At 3:09 PM, Blogger Rob Anderson said...

So we have to make traffic worse in order to make it better? We're getting into "we had to destroy the village in order to save it" territory here. By the way, funny that you bike people rarely mention buses. If we're going to deliberately make traffic worse for cars, we're also going to make it worse for Muni, not to mention emergency vehicles.

 
At 3:19 PM, Blogger Rob Anderson said...

"Of course LOS is based on cars. However, is it right to judge environmental impact based on LOS? Having more cars on the road moving faster is an environmental benefit? What is biased? The system is biased!"

The system is "biased" toward reality in this instance, since it defines traffic as cars, trucks, buses, motorcycles, and of course bicycles. Are you assuming cyclists don't have to stop at traffic lights and thus LOS doesn't apply to them? The environmental impact that LOS studies try to avoid is traffic jams, which means a lot of motor vehicles idling in traffic, which pollutes the air and degrades the quality of life for everyone.
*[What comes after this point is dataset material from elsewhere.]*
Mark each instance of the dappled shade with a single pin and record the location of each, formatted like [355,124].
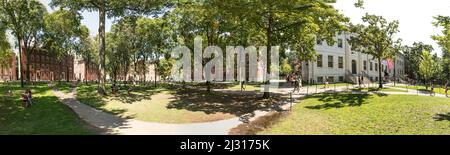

Still waiting for you anti-LOS folks to address the bus and emergency vehicle issue.

 
At 3:22 PM, Anonymous Anonymous said...

"You bike people"

HA!

Seriously?
It is that kind of talk where you show your true colors as someone who has a vendetta against a group of people that you deem all the same.

 
At 3:24 PM, Anonymous Anonymous said...

"Still waiting for you anti-LOS folks to address the bus and emergency vehicle issue."

Still waiting for you to back up your claims with hard data and fact.

 
At 3:31 PM, Blogger Rob Anderson said...

The only critics of the LOS approach to traffic studies in SF are the bike people. That's not a "vendetta"; it's a fact.

 
At 3:33 PM, Blogger Rob Anderson said...

"Still waiting for you to back up your claims with hard data and fact."

What claims? The burden of proof is on the critics of LOS. Let's see some evidence from you folks that doing away with LOS traffic studies won't make traffic worse.

 
At 1:24 PM, Anonymous Anonymous said...

Wasn't talking about making traffic worse to make it better. Was talking about making it flow more evenly instead of speeding to a bottleneck.